Calculate complexity of algorithm and approach

Question

I have written a code to count group of 1's in binary matrix. Referring to my question link here

code

def groupcheck(i, j, matrix):
    if 0 <= i < len(matrix) and 0 <= j < len(matrix):
        if matrix[i][j]:
            matrix[i][j] = 0
            for dx, dy in ((-1, 0), (1, 0), (0, -1), (0, 1)):
                groupcheck(i + dx, j + dy, matrix)


def countGroup(matrix):
    count = 0;

    for i in range(len(matrix)):
        for j in range(len(matrix)):
            if matrix[i][j]:
                count += 1
                groupcheck(i, j, matrix)
    return count

matrix = [
    [1,1,0,0],
    [1,1,1,0],
    [0,1,1,0],
    [0,0,0,1] 
]

group = countGroup(matrix)
print(group)

Can someone please help me to calculate the complexity of this algorithm and what kind of approach it is? Also is there any better approach than this?

As per me complexity and approach(please correct me if I'm wrong):

complexity : O(n^2*4) (n is length of square matrix)
approach: brute force

I'm still learning please try to explain me if possible.

There is no meaning to a `*4` inside `O( )` as the definition of `O( )` specifically ignores constants. I don't know why you call this approach "brute-force"? Finally, you are expressing the complexity as a function of "`n`" but you haven't stated what "`n`" was. Is it the number of elements in the matrix? The length of the side of the square matrix? The number of groups of 1s?
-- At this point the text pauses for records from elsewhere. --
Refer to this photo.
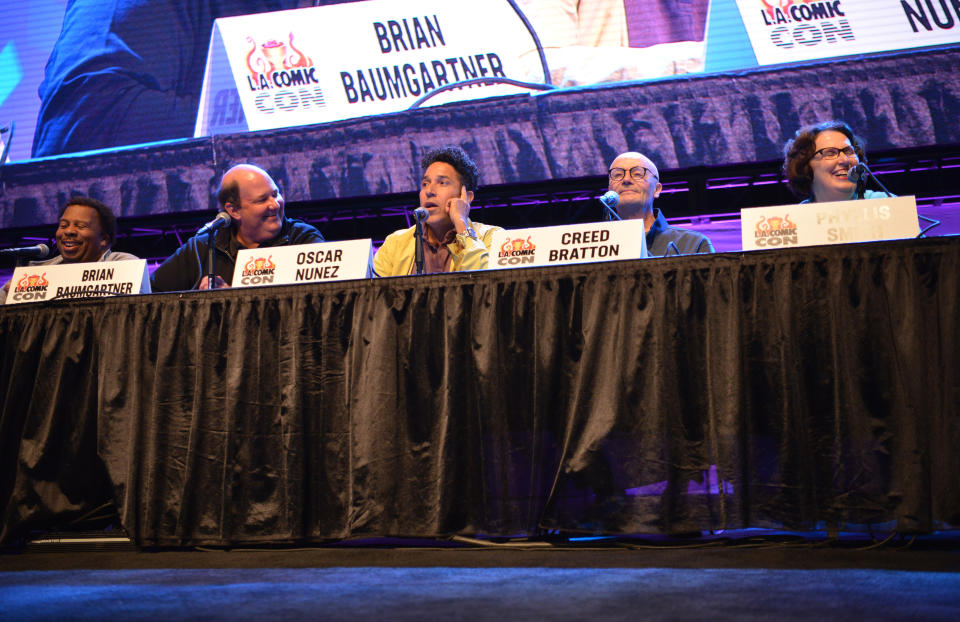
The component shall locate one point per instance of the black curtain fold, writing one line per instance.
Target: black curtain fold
(801, 389)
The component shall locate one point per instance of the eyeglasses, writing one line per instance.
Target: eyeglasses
(832, 153)
(637, 173)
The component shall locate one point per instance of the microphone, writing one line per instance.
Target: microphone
(856, 173)
(35, 252)
(420, 215)
(610, 200)
(222, 220)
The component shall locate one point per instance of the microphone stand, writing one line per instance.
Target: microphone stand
(418, 251)
(211, 259)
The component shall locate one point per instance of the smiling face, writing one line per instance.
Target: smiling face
(259, 215)
(830, 181)
(636, 196)
(440, 183)
(80, 236)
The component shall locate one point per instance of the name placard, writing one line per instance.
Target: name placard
(304, 263)
(78, 280)
(836, 222)
(321, 64)
(566, 244)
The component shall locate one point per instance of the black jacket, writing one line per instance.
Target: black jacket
(184, 269)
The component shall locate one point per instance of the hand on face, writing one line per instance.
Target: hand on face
(205, 283)
(446, 198)
(458, 209)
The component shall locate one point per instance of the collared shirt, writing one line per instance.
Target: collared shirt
(664, 240)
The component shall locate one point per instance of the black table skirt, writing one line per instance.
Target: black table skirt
(797, 389)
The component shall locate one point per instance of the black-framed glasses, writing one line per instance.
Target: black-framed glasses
(832, 153)
(636, 173)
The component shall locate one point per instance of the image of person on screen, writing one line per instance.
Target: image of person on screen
(86, 231)
(635, 178)
(253, 201)
(130, 71)
(591, 41)
(451, 241)
(817, 162)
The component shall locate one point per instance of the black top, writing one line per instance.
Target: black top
(187, 266)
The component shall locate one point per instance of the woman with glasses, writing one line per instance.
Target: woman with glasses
(819, 161)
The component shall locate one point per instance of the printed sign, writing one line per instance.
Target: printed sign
(783, 31)
(837, 222)
(304, 263)
(565, 244)
(78, 280)
(350, 60)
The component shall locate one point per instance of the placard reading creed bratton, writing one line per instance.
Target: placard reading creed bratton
(304, 263)
(564, 244)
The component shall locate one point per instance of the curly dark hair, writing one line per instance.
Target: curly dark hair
(799, 151)
(458, 159)
(108, 222)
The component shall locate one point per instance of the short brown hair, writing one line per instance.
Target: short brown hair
(457, 158)
(800, 150)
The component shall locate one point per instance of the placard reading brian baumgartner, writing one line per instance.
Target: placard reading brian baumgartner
(78, 280)
(304, 263)
(563, 244)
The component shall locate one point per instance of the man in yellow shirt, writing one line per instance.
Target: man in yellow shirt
(451, 241)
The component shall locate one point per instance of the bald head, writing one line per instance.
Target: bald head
(230, 184)
(638, 184)
(252, 199)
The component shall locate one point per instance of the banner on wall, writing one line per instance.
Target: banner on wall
(322, 64)
(787, 31)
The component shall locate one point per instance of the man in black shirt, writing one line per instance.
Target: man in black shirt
(253, 201)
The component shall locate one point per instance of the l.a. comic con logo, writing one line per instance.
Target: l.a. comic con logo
(31, 287)
(284, 78)
(258, 270)
(805, 23)
(775, 231)
(516, 252)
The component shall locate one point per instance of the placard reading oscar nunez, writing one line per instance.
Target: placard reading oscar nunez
(834, 222)
(566, 244)
(304, 263)
(78, 280)
(343, 61)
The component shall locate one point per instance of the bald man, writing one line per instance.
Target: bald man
(253, 201)
(636, 179)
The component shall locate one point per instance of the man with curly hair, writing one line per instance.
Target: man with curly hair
(451, 241)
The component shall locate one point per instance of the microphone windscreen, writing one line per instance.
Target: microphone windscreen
(611, 199)
(855, 173)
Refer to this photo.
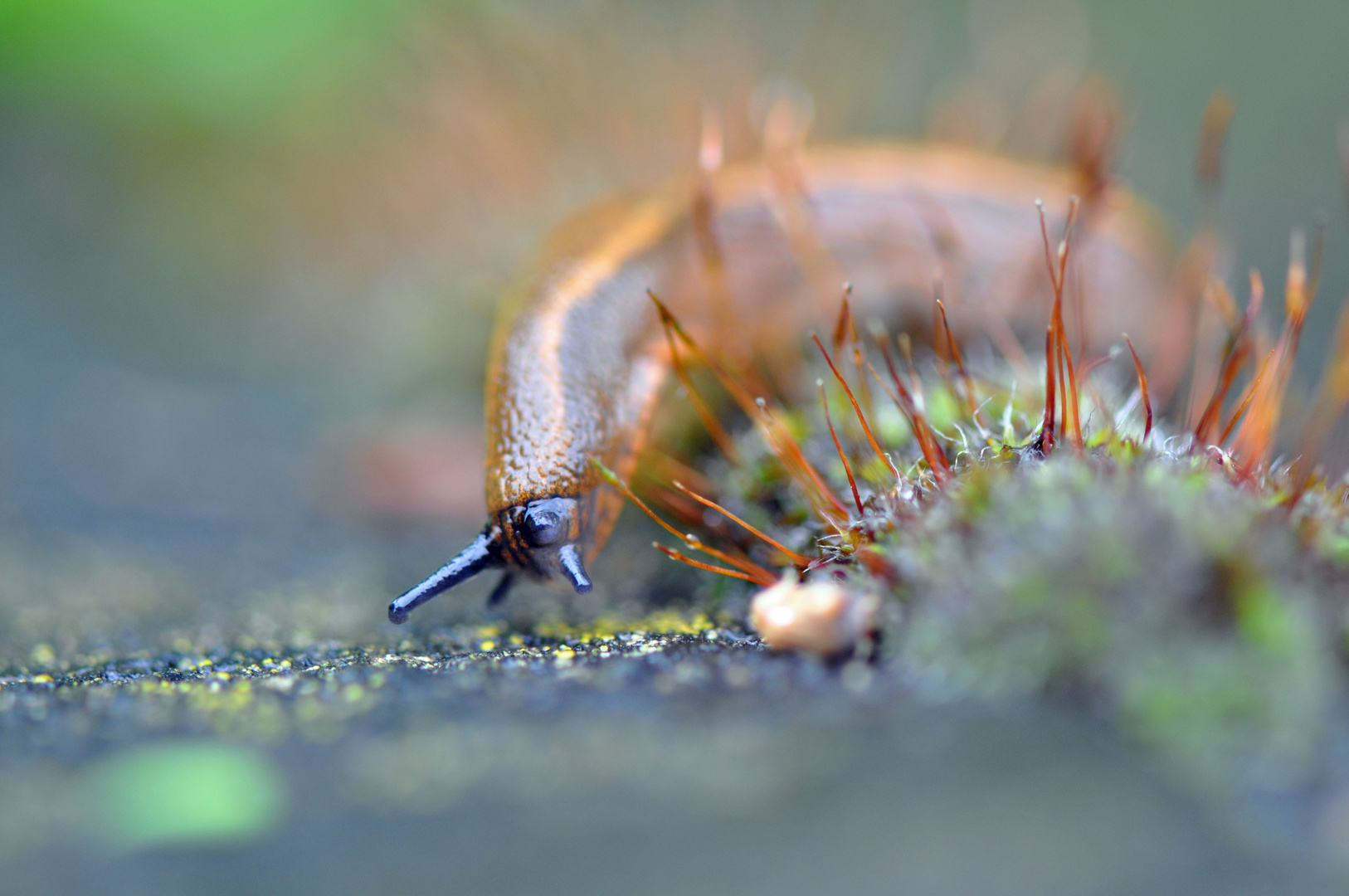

Note that the matrix doesn't need to be square for your algorithm to make sense (for a non-square matrix you just need to change the test `0 <= j < len(matrix)` because `len(matrix)` is the height, not the width) — Stef, Nov 01 '20 at 10:45
I am also a bit confused because this algorithms counts the number of connected components in the "drawing" of the matrix, whereas the other question you linked appeared to be about connected components in the graph whose adjacency matrix is this matrix. Although both problems are "counting the number of connected components", they use the matrix to represent different graphs, so the solution will be different. — Stef, Nov 01 '20 at 10:56
Here `n` stand for length of square matrix and here it is just square matrix. Talking about approach can you please help me what is this approach called as if not "brute-force". I'm still learning, it will be really very helpful for me. — Avanish Tiwari, Nov 01 '20 at 10:57
Consider for instance the matrix: `[[1,1,0,1],[1,1,0,0],[0,0,1,0],[1,0,0,1]]`. Are there two groups ({0,1,3}, {2}), or three groups ({00, 01, 10, 11}, {22}, {33})? — Stef, Nov 01 '20 at 10:58
Can you help me with correct solution then? because while I was trying to solve the linked question I got down to this approach and it gave me correct output. — Avanish Tiwari, Nov 01 '20 at 11:00
Are you sure there are three groups? This wouldn't be consistent with your other question. Note that there is a `1` in `matrix[0][3]`, so shouldn't `1` and `3` be in the same group? — Stef, Nov 01 '20 at 11:06
Sorry I missed last element there are two groups. I have updated the comment. — Avanish Tiwari, Nov 01 '20 at 11:08
Can you help me with correct solution and approach for this problem then? — Avanish Tiwari, Nov 01 '20 at 11:14

Stef · Accepted Answer · 2020-11-01T21:31:10.177

1

The problem you are trying to solve is called counting the connected-components of a graph.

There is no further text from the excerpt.